= Jazz (computer) =

Computer architecture

The Jazz computer architecture is a motherboard and chipset design originally developed by Microsoft for use in developing Windows NT. The design was eventually used as the basis for most MIPS-based Windows NT systems.

Microsoft intended NT to be portable between various microprocessor architectures so the MIPS RISC architecture was chosen for one of the first development platforms for the NT project in the late 1980s/early 1990s. However, around 1990, the existing MIPS-based systems (such as the TURBOchannel-equipped DECstation or the SGI Indigo) varied drastically from standard Intel personal computers such as the IBM AT—for example, neither used the ISA bus so common in Intel 386-class machines.
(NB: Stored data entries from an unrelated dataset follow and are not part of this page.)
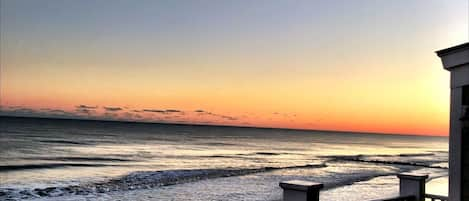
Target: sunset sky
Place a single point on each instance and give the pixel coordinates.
(361, 65)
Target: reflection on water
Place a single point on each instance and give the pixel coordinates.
(40, 153)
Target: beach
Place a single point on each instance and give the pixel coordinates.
(51, 159)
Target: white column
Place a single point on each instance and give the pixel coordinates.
(456, 60)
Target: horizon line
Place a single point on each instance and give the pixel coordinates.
(223, 125)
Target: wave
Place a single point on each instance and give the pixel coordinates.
(7, 168)
(77, 158)
(140, 180)
(64, 142)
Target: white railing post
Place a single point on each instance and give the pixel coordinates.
(297, 190)
(412, 185)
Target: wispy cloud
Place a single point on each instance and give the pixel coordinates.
(112, 109)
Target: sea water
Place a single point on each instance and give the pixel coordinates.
(56, 159)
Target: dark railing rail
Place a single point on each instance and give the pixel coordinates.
(436, 197)
(399, 198)
(411, 188)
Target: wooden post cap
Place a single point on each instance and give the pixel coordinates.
(300, 185)
(412, 176)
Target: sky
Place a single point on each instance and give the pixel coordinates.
(361, 65)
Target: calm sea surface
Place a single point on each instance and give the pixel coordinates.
(47, 159)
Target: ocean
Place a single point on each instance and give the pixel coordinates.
(58, 159)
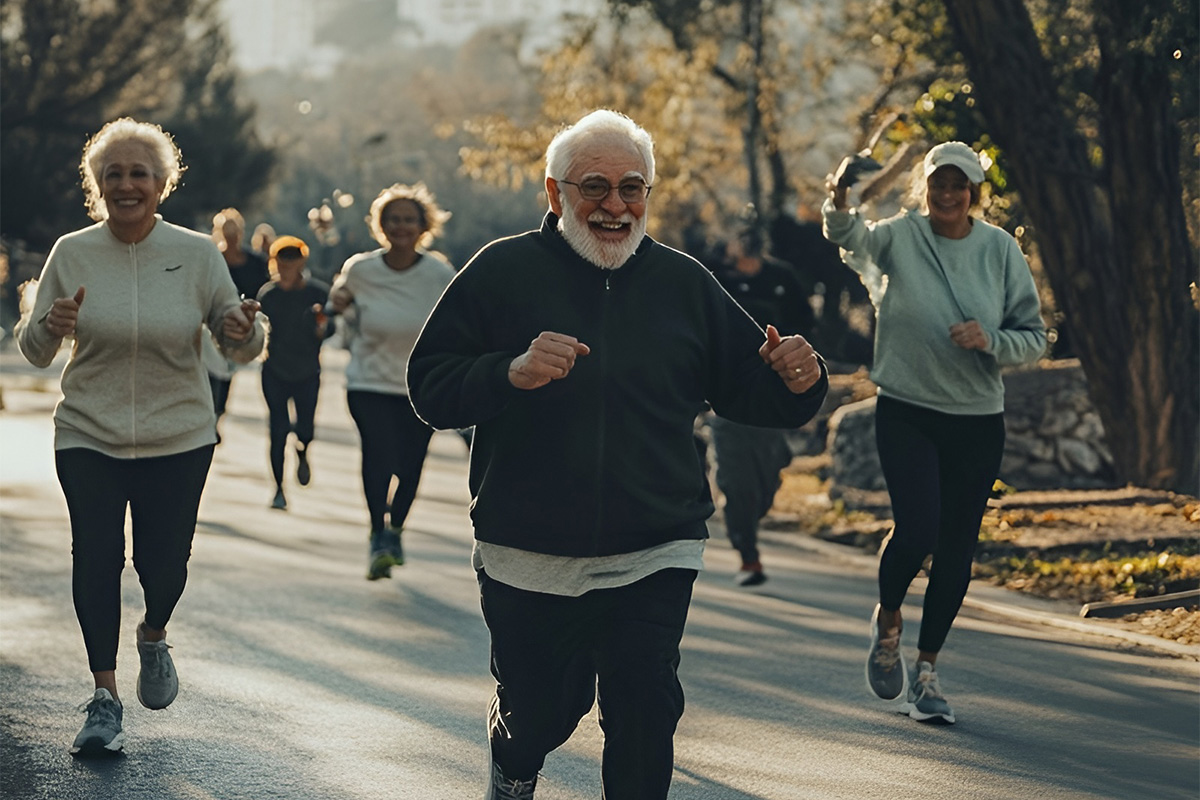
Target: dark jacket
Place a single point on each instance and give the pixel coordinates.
(603, 461)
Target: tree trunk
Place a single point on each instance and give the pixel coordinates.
(1114, 242)
(751, 22)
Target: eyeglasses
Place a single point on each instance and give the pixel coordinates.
(598, 188)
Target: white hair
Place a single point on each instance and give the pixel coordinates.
(567, 143)
(165, 158)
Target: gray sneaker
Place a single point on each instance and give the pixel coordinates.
(157, 681)
(101, 734)
(504, 788)
(925, 701)
(886, 673)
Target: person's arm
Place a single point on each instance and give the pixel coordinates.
(1021, 337)
(456, 378)
(237, 326)
(48, 314)
(754, 378)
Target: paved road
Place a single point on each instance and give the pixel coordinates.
(304, 681)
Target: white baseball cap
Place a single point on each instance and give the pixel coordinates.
(955, 154)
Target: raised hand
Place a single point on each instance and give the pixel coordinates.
(551, 356)
(970, 336)
(239, 323)
(64, 314)
(793, 359)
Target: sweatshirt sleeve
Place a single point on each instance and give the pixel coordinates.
(34, 341)
(455, 377)
(1021, 337)
(223, 298)
(849, 232)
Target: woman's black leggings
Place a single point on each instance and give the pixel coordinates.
(163, 498)
(303, 395)
(940, 469)
(394, 443)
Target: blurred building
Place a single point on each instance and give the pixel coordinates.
(451, 22)
(313, 35)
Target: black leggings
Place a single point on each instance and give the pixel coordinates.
(394, 443)
(303, 395)
(940, 469)
(163, 497)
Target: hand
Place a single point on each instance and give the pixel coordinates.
(340, 300)
(793, 359)
(239, 323)
(551, 356)
(838, 192)
(64, 314)
(970, 336)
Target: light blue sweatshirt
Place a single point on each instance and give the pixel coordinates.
(922, 284)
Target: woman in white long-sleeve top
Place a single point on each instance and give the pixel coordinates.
(135, 428)
(955, 301)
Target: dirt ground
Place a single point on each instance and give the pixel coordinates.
(1095, 546)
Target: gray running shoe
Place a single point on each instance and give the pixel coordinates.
(101, 734)
(157, 681)
(925, 701)
(503, 788)
(304, 471)
(886, 674)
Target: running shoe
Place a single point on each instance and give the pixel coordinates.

Microsoft decided to design their own MIPS-based hardware platform on which to develop NT, which resulted in the Jazz architecture. Later, Microsoft sold this architecture design to MIPS Computer Systems, Inc. where it became the MIPS Magnum.

==Architecture==
The Jazz systems were designed to partially comply with the Advanced RISC Computing (ARC) standard, and each used the ARC firmware to boot Windows NT. Other operating systems were also ported to various Jazz implementations, such as RISC/os to the MIPS Magnum.

The Jazz architecture includes:
- a MIPS R4000/R4400 or compatible microprocessor
- an EISA bus
- a framebuffer for video output (the G364 framebuffer)
- PS/2 connectors for mouse and keyboard
- a floppy-disk controller
- onboard 16-bit sound system
- onboard National Semiconductor SONIC Ethernet
- onboard NCR 53C9x SCSI chipset for hard disk and CD-ROM interface
- standard IBM AT serial and parallel ports
- IBM AT-style time-of-year clock

== Systems ==
This design was simple enough and powerful enough that a majority of Windows NT-capable MIPS systems were based on modified versions of the Jazz architecture. Systems which were based on Jazz include the MIPS Magnum (R4000 PC-50 and SC-50 versions); Acer PICA, which uses S3 videocard; Olivetti M700, which has different video and sound system; and the NEC RISCstation, which is Jazz with PCI.

There were also some MIPS systems designed to run Windows NT and comply with the ARC standard, but nevertheless were not based on the Jazz platform, such as the DeskStation Tyne, NeTpower FASTseries Falcon, ShaBLAMM! NiTro-VLB, as well as the Siemens-Nixdorf RM-200, RM-300 and RM-400.